Presidente da Tunísia promete sair em 2014

Para conter protestos que já deixaram 76 mortos, Ben Ali, que está no poder desde 1987, diz que não concorrerá às próximas eleições

, O Estado de S.Paulo

14 de janeiro de 2011 | 00h00

O autocrático presidente da Tunísia, que tenta conter a onda de protestos no país que já deixou 76 mortos em um mês, anunciou ontem que não se candidatará às eleições de 2014. Zine El Abidine Ben Ali, que está no poder desde 1987, também prometeu "profundas mudanças políticas e econômicas" em um discurso em rede nacional.

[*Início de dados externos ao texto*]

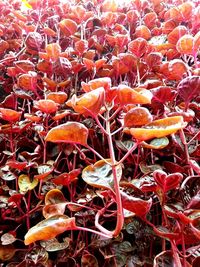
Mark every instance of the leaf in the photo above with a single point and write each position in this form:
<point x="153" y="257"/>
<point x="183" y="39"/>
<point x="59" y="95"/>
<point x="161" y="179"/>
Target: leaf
<point x="138" y="47"/>
<point x="88" y="260"/>
<point x="70" y="132"/>
<point x="137" y="116"/>
<point x="137" y="205"/>
<point x="143" y="32"/>
<point x="127" y="95"/>
<point x="7" y="239"/>
<point x="68" y="27"/>
<point x="49" y="228"/>
<point x="148" y="168"/>
<point x="9" y="115"/>
<point x="25" y="183"/>
<point x="195" y="226"/>
<point x="57" y="97"/>
<point x="158" y="143"/>
<point x="145" y="184"/>
<point x="43" y="171"/>
<point x="50" y="210"/>
<point x="54" y="196"/>
<point x="67" y="178"/>
<point x="159" y="128"/>
<point x="125" y="145"/>
<point x="81" y="46"/>
<point x="17" y="165"/>
<point x="24" y="65"/>
<point x="53" y="51"/>
<point x="37" y="256"/>
<point x="89" y="103"/>
<point x="54" y="203"/>
<point x="189" y="88"/>
<point x="163" y="94"/>
<point x="165" y="258"/>
<point x="100" y="174"/>
<point x="47" y="106"/>
<point x="28" y="81"/>
<point x="7" y="252"/>
<point x="53" y="245"/>
<point x="185" y="45"/>
<point x="167" y="182"/>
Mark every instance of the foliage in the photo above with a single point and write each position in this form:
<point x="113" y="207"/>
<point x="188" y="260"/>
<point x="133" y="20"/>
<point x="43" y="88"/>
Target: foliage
<point x="99" y="133"/>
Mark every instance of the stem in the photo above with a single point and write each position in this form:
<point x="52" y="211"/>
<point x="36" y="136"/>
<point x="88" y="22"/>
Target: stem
<point x="120" y="216"/>
<point x="128" y="153"/>
<point x="176" y="256"/>
<point x="96" y="153"/>
<point x="187" y="156"/>
<point x="92" y="231"/>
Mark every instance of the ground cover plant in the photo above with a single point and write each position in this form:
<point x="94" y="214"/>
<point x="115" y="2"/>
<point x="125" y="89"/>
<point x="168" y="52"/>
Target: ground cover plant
<point x="99" y="133"/>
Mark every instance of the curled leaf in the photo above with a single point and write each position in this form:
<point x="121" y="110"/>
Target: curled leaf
<point x="137" y="205"/>
<point x="46" y="106"/>
<point x="89" y="103"/>
<point x="25" y="184"/>
<point x="100" y="174"/>
<point x="127" y="95"/>
<point x="49" y="228"/>
<point x="137" y="116"/>
<point x="9" y="114"/>
<point x="70" y="132"/>
<point x="159" y="128"/>
<point x="158" y="143"/>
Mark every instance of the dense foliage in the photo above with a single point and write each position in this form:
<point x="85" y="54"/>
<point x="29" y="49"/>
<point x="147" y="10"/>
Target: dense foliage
<point x="99" y="133"/>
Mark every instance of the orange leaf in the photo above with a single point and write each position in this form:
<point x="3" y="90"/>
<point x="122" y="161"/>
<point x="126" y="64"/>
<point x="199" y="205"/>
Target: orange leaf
<point x="57" y="97"/>
<point x="97" y="83"/>
<point x="185" y="45"/>
<point x="53" y="51"/>
<point x="127" y="95"/>
<point x="178" y="32"/>
<point x="28" y="81"/>
<point x="138" y="47"/>
<point x="54" y="196"/>
<point x="70" y="132"/>
<point x="143" y="32"/>
<point x="9" y="114"/>
<point x="109" y="5"/>
<point x="48" y="31"/>
<point x="49" y="228"/>
<point x="137" y="116"/>
<point x="158" y="128"/>
<point x="89" y="103"/>
<point x="68" y="26"/>
<point x="46" y="106"/>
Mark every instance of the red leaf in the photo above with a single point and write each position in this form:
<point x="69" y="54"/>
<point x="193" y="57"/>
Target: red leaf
<point x="137" y="205"/>
<point x="167" y="182"/>
<point x="138" y="47"/>
<point x="189" y="88"/>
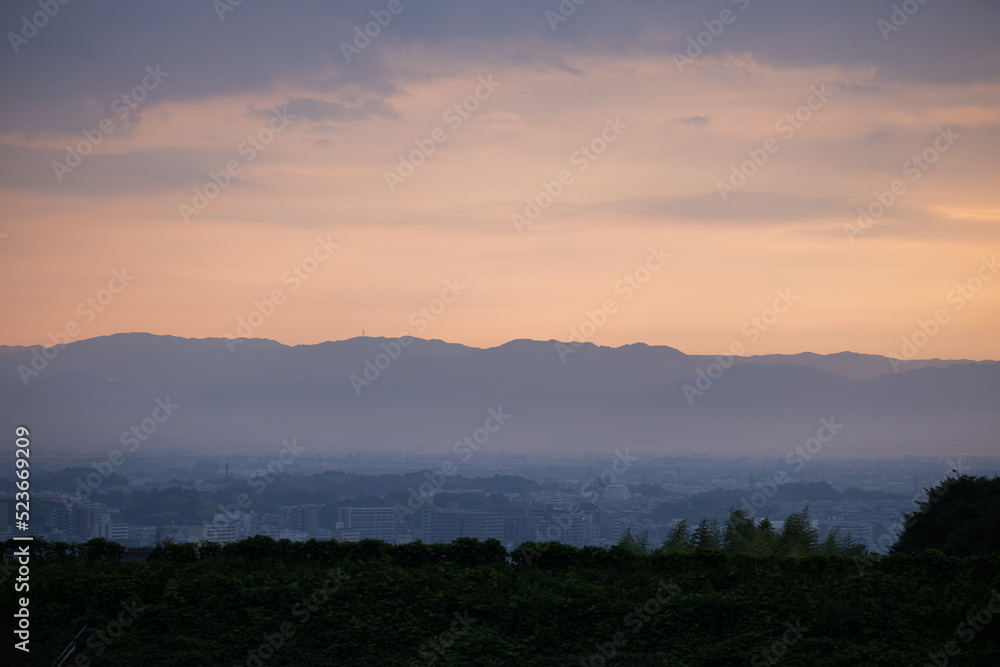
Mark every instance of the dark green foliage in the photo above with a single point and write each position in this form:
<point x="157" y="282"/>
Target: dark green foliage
<point x="467" y="603"/>
<point x="635" y="543"/>
<point x="960" y="517"/>
<point x="708" y="535"/>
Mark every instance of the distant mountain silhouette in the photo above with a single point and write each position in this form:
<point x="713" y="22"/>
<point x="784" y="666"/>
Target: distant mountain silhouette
<point x="653" y="399"/>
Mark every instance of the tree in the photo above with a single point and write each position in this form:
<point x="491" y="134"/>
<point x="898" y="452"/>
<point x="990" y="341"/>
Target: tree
<point x="798" y="537"/>
<point x="960" y="517"/>
<point x="679" y="537"/>
<point x="740" y="532"/>
<point x="635" y="543"/>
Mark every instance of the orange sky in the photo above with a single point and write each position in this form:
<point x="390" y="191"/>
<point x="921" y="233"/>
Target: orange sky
<point x="655" y="185"/>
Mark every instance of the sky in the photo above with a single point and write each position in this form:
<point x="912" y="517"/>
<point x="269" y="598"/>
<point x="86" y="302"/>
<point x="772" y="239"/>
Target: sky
<point x="788" y="176"/>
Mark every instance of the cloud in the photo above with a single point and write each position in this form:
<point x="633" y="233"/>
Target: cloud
<point x="742" y="207"/>
<point x="318" y="110"/>
<point x="26" y="168"/>
<point x="89" y="54"/>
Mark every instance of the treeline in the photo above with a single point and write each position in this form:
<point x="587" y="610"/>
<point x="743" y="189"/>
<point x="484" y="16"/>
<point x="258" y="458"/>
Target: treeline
<point x="741" y="535"/>
<point x="262" y="602"/>
<point x="716" y="503"/>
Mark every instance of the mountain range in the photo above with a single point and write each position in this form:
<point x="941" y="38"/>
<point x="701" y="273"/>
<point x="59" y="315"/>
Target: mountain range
<point x="416" y="395"/>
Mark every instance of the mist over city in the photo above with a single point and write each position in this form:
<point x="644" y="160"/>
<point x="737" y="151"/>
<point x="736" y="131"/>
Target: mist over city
<point x="490" y="333"/>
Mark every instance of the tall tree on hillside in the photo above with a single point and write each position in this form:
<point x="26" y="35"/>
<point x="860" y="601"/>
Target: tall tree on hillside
<point x="740" y="532"/>
<point x="679" y="537"/>
<point x="798" y="537"/>
<point x="708" y="534"/>
<point x="961" y="517"/>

Três manifestantes foram mortos ontem por disparos da polícia e um jornalista americano levou um tiro na perna durante a onda de violência que atinge a Tunísia. Na noite de quarta-feira, outras quatro pessoas morreram durante os protestos, que desafiam o toque de recolher decretado pelo governo.

A polícia foi obrigada a abandonar ontem o balneário de Hammamet, no Mediterrâneo, um refúgio da elite local e um dos principais pontos turísticos do país. A multidão incendiou agências bancárias, carros e até a mansão de um parente do presidente Ben Ali.

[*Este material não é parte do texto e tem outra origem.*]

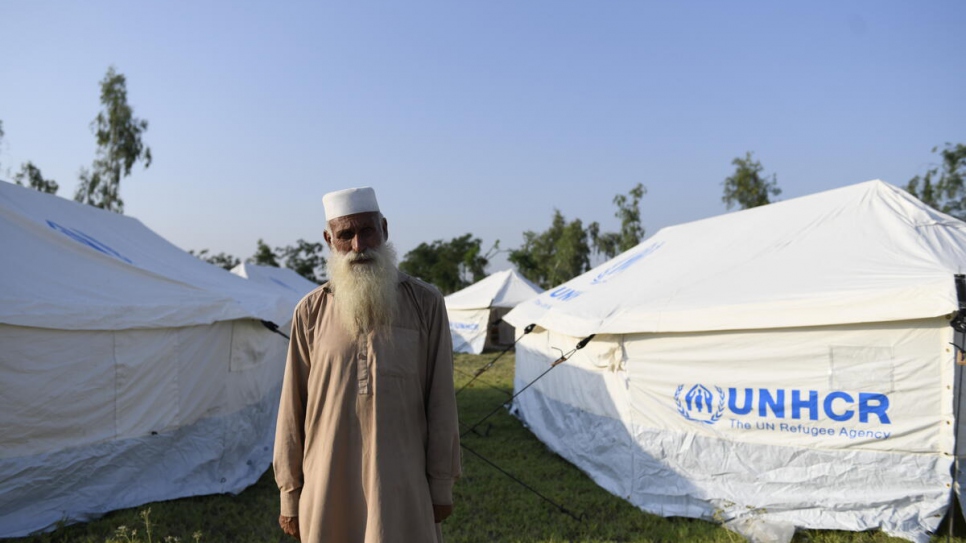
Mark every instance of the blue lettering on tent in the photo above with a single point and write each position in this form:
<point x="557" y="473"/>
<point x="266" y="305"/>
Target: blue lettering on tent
<point x="88" y="240"/>
<point x="621" y="266"/>
<point x="565" y="293"/>
<point x="779" y="403"/>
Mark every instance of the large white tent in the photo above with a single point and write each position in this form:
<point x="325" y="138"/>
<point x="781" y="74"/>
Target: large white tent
<point x="475" y="312"/>
<point x="285" y="282"/>
<point x="785" y="366"/>
<point x="130" y="370"/>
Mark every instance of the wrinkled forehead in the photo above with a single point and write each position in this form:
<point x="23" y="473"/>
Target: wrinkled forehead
<point x="357" y="221"/>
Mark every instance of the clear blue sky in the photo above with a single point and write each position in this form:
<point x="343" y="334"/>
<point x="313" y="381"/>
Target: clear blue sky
<point x="478" y="116"/>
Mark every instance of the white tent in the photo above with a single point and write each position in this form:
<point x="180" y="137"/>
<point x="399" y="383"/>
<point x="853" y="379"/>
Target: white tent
<point x="285" y="282"/>
<point x="475" y="311"/>
<point x="130" y="370"/>
<point x="784" y="366"/>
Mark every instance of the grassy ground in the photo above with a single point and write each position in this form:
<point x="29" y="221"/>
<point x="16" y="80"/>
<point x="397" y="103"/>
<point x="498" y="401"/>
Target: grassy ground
<point x="490" y="506"/>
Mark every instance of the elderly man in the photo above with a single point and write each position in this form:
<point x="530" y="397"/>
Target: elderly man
<point x="367" y="442"/>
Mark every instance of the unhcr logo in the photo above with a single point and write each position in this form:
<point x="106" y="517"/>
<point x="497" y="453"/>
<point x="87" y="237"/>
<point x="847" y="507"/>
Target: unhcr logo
<point x="700" y="404"/>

Os manifestantes, a maioria estudantes, estão revoltados com a inflação, o desemprego, a corrupção e a repressão do governo de Ben Ali, que está no poder desde 1987. Autoridades afirmam que a revolta é comandada por uma minoria de extremistas islâmicos.

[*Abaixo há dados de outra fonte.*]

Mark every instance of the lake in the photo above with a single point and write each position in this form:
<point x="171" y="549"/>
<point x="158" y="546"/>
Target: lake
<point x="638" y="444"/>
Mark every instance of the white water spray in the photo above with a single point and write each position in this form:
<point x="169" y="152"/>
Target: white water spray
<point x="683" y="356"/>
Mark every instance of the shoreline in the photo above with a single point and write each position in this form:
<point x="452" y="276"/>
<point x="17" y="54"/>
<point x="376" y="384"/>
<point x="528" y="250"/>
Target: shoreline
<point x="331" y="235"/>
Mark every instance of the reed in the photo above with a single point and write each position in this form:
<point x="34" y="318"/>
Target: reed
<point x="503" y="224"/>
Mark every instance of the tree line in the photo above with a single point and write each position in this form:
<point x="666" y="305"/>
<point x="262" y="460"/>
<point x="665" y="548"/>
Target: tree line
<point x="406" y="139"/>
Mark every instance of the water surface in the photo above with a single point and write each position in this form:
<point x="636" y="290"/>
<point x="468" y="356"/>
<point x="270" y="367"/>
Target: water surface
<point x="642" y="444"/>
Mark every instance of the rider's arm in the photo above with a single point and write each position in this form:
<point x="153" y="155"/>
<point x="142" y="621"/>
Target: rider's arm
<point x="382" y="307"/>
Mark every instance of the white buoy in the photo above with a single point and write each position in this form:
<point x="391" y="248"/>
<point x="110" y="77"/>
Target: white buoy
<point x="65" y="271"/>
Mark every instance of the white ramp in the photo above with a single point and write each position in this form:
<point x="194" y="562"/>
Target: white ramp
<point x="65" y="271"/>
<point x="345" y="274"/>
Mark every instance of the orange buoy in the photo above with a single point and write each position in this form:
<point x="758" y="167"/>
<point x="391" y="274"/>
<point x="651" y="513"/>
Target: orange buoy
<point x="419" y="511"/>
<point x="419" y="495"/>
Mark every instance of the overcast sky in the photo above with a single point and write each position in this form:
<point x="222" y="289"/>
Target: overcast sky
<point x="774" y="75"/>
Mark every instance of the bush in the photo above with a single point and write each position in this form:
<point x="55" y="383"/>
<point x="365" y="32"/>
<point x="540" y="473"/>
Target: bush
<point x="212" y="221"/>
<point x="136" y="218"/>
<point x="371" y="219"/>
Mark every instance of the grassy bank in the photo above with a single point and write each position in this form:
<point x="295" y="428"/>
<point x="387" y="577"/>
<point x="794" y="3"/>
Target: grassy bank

Os protestos começaram há cerca de um mês e atingem a capital, Túnis, e as principais cidades do país. Ao todo, 76 pessoas morreram desde então em confrontos com a polícia, segundo a Federação Internacional de Direitos Humanos (FIDH). O governo fala em 23 mortos.

O país já enfrenta pesadas críticas da comunidade internacional. "Não podemos aceitar o uso desproporcional da força por parte da polícia contra manifestantes pacíficos", disse Maja Kocijancic, porta-voz da chefe da diplomacia da União Europeia, Catherine Ashton.

Os protestos na Tunísia começaram em 17 de dezembro, quando Mohamed Bouazizi, de 26 anos, teve as mercadorias que vendia na rua apreendidas pela polícia. Desesperado, ateou fogo ao corpo e morreu. Bouazizi tinha diploma universitário, mas não conseguia emprego. / AP e REUTERS

PARA ENTENDER

Desde que ficou independente, em 1956, a Tunísia só conheceu dois presidentes. O primeiro, Habib Bourguiba, dominou o país por 31 anos em um regime de partido único. Ele foi deposto em 1987 por um golpe de Estado liderado por Zine El Abidine Ben Ali, que está iniciando seu quinto mandato de cinco anos - na última eleição, em 2009, ele obteve 90% dos votos. No Ocidente, a Tunísia era vista como um dos países mais estáveis do Norte da África, seguindo um islamismo moderado que mantém os grupos radicais longe do poder. Nos últimos meses, no entanto, o governo sofre uma pressão interna cada vez maior, principalmente por parte dos jovens, que defendem a abertura política.